We, the people, celebrate Constitution Week
Each year, on the anniversary of the drafting of the Constitution of the United States of America, people across the nation celebrate Constitution Week.
A proclamation by President George W. Bush states, Americans are united by the principles embodied in the United States Constitution. On Constitution Day and Citizenship Day and during Constitution Week, we celebrate the establishment of the United States Constitution and honor the Framers of this groundbreaking document.
In 1787, the Framers of the Constitution met in Philadelphia and drafted a document that continues to be the foundation of our Nation's identity. The Constitution established the enduring governmental framework in which our free society has flourished for more than two centuries, and it is a testament to the wisdom and foresight of our Founders."
Constitution Week, Sept. 17-23, grew from the efforts of the Daughters of the American Revolution, who asked Congress to set aside the observance in 1955. On Aug. 2, 1956, the resolution became law.
Although a press release from Nevada's Elizabeth Carey chapter notes that Constitution Week is "one of our country's least known official observances," along with it all schools that receive federal funding are required to present educational material about the Constitution to the students on or near Sept. 17.
This week, students all over the county have been busy learning about the constitution in a variety of ways. Although the events are too numerous to list them all, here's an idea of what students have been learning.
In Nevada, among other things, the Elizabeth Carey DAR chapter has provided commemorative bookmarks for all eighth graders.

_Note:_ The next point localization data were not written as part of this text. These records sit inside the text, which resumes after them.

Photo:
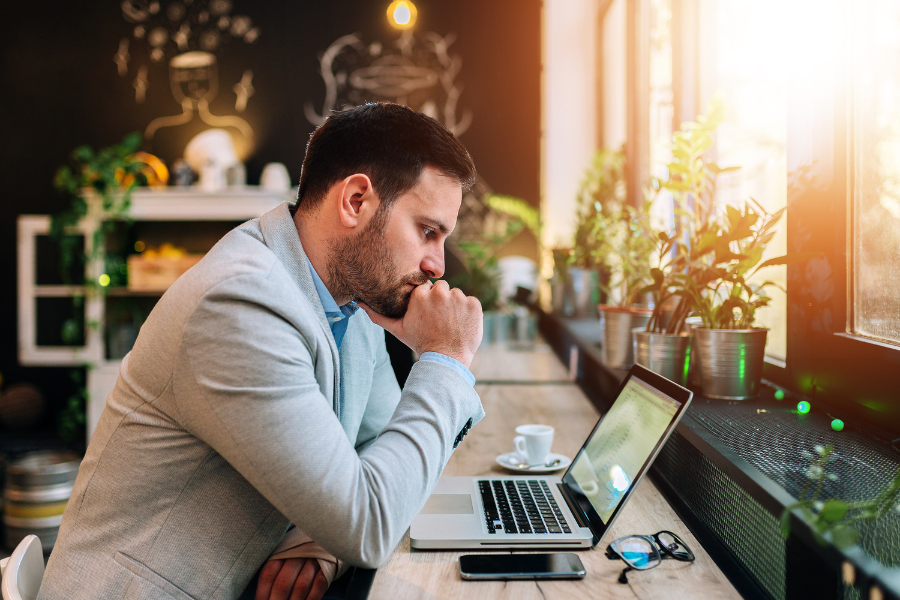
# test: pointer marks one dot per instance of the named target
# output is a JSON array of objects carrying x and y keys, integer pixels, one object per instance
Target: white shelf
[
  {"x": 191, "y": 204},
  {"x": 170, "y": 204},
  {"x": 58, "y": 291}
]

In Sheldon, students participated in acting out scenes relating to the amendments on Monday, re-enacting events and conducting a mock trial "so they could see some of those rights in action," said history teacher Eileen Leininger.

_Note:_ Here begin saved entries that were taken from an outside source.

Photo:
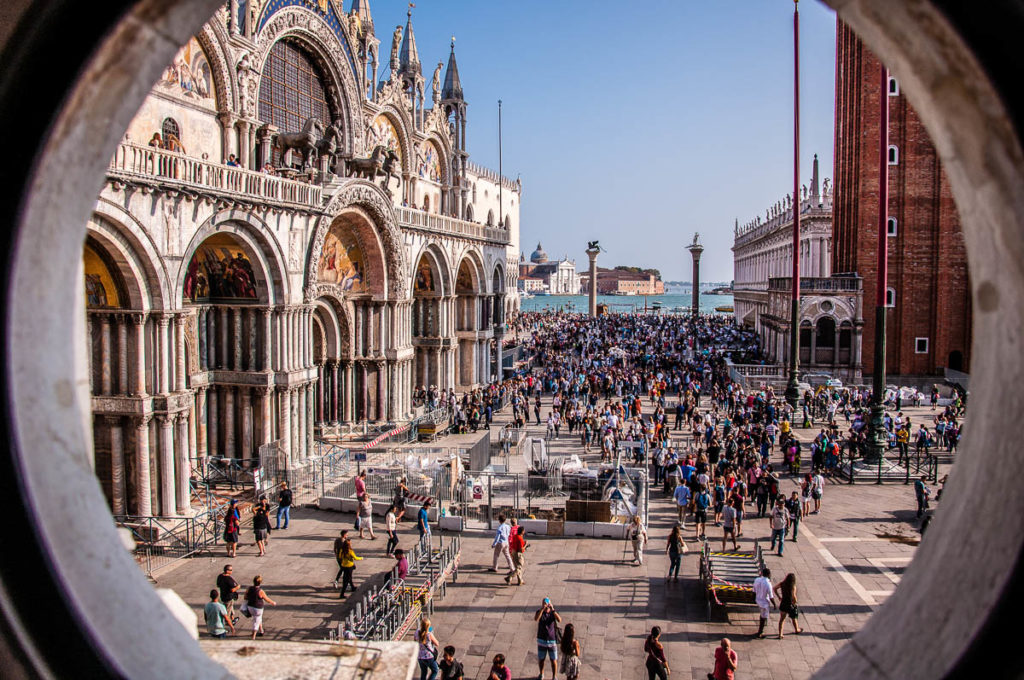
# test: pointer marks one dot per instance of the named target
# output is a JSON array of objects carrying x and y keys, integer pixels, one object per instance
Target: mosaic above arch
[
  {"x": 189, "y": 77},
  {"x": 219, "y": 269},
  {"x": 341, "y": 262}
]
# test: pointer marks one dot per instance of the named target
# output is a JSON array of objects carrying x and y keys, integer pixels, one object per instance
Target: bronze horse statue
[
  {"x": 328, "y": 146},
  {"x": 391, "y": 169},
  {"x": 369, "y": 167},
  {"x": 305, "y": 140}
]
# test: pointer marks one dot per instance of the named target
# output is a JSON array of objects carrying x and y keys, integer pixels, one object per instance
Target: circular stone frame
[{"x": 72, "y": 601}]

According to members of the Elizabeth Carey Chapter of the DAR, "the aims of the celebration are to emphasize citizen's responsibilities for protecting and defending the Constitution, preserving it for posterity, inform the people that the constitution is the basis for America's great heritage and the foundation of our way of life; and to encourage the study of historical events which eventually led to the framing of the constitution in September 1787.

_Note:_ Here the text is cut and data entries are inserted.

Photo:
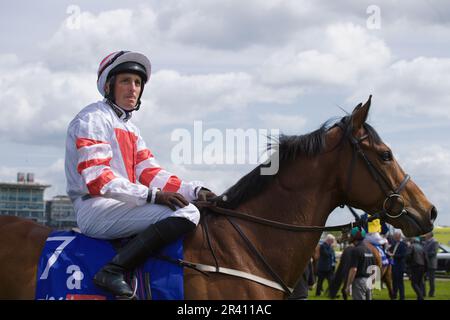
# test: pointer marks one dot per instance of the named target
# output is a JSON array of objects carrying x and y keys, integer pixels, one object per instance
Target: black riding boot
[{"x": 137, "y": 250}]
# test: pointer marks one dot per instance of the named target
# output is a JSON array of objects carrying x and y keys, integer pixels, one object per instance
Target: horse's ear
[{"x": 360, "y": 113}]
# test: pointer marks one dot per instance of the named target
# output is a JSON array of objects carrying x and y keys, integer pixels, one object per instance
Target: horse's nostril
[{"x": 433, "y": 214}]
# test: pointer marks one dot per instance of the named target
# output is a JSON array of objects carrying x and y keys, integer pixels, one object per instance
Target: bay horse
[{"x": 344, "y": 163}]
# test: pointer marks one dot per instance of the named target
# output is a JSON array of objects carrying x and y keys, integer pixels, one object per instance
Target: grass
[{"x": 442, "y": 292}]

A large number of DAR chapters across the nation also take part in promoting Constitution Week through informational public service announcements, urging the public to read the constitution, know the constitution and its history and to study it.
One such announcement from the local chapter reads, "It is the oldest Constitution still in active use in the world today and is the basic document of our Republic, which protects the individual liberties of all citizens through written law. Study the Constitution!"